Stacey Warren - Expert brainly.com
Hey! We 've verified this expert answer for you, click below to unlock the details :)
At vero eos et accusamus et iusto odio dignissimos ducimus qui blanditiis praesentium voluptatum deleniti atque corrupti quos dolores et quas molestias excepturi sint occaecati cupiditate non provident, similique sunt in culpa qui officia deserunt mollitia animi, id est laborum et dolorum fuga.
Et harum quidem rerum facilis est et expedita distinctio. Nam libero tempore, cum soluta nobis est eligendi optio cumque nihil impedit quo minus id quod maxime placeat facere possimus, omnis voluptas assumenda est, omnis dolor repellendus.
Itaque earum rerum hic tenetur a sapiente delectus, ut aut reiciendis voluptatibus maiores alias consequatur aut perferendis doloribus asperiores repellat.
I got my questions answered at brainly.com in under 10 minutes. Go to brainly.com now for free help!
So like how would I do this if b = 5 ?
The polynomial is not factorable with rational numbers
Not the answer you are looking for?
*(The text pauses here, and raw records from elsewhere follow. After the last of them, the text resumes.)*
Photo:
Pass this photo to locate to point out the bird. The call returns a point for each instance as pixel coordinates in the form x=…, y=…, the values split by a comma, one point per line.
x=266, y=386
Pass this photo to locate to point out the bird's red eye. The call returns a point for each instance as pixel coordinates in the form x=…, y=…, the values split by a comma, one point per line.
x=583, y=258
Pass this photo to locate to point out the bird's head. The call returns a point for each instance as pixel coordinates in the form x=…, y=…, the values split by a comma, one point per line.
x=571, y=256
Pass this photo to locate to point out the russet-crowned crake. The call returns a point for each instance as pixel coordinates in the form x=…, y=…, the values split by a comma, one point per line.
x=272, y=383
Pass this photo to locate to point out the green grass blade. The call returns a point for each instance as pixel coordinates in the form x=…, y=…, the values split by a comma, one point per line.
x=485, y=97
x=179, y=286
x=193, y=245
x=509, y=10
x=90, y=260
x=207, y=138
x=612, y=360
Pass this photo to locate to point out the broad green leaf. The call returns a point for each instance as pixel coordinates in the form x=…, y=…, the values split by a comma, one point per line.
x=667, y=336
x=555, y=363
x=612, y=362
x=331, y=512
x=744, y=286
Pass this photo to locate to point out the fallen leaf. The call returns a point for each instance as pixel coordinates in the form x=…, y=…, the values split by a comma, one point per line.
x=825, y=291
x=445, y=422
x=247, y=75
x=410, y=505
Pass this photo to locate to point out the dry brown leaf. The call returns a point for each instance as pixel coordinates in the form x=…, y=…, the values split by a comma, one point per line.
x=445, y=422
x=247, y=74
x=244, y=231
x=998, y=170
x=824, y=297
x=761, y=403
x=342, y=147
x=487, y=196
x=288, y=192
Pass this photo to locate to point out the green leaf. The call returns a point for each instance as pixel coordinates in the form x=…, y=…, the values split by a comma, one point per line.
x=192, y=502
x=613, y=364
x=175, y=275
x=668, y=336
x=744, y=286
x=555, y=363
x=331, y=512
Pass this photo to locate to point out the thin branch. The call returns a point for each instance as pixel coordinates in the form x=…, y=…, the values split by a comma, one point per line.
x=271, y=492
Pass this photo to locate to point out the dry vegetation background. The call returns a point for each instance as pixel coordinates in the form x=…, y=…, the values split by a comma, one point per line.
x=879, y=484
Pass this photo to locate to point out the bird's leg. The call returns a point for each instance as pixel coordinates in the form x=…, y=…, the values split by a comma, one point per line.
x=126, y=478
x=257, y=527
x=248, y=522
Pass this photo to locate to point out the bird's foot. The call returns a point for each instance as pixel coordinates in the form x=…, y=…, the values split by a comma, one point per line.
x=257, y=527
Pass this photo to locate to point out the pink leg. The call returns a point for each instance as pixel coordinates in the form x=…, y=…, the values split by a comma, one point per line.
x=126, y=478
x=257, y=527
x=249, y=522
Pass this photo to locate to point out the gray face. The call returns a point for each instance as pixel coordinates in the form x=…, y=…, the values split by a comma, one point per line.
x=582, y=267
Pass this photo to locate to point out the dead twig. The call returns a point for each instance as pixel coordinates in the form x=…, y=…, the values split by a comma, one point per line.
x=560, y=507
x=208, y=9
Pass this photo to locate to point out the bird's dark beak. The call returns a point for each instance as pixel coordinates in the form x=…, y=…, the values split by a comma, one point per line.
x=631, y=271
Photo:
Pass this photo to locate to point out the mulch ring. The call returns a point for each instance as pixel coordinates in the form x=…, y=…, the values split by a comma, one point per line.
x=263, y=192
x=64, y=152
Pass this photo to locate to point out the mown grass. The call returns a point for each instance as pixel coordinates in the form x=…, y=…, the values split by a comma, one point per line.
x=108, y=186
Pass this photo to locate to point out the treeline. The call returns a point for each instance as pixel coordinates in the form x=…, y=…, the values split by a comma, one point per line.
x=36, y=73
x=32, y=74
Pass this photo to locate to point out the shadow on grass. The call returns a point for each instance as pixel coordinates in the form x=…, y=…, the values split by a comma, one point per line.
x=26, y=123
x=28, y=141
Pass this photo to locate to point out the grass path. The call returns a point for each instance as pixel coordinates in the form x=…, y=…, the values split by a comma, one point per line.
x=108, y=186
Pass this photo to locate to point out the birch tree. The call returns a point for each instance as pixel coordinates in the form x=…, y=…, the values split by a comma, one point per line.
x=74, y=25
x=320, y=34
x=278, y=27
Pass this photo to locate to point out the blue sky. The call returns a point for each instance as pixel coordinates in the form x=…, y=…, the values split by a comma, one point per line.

Search for more explanations.
b = 5 is not possible....
b could be 17 or 13.
If 17 then you have:
If 13 then you have:
Im confused.. which one is right ? im here because I really have no idea what to do
the question asked for what two numbers could b be.
2x2 is what and =30 is what imma let that guy take over
you know it must be in the form (x+c)(x+d), so you expand this to x^2+(c+d)x+cd, equate the coefficients with the equation you had originally so c+d=b and cd=30
by choosing an arbitrary value for c you can work out d, like so c=2, 2*d=30, so d=15, now you can work out b, 2+15=b so b=17. you can do this for as many values for c or d as you want.
for 2x^2+bx+30 I would do the same except I would expand (2x+c)(x+d) instead, you would then do the same as before, equating coefficients and choosing arbitrary values for c or d.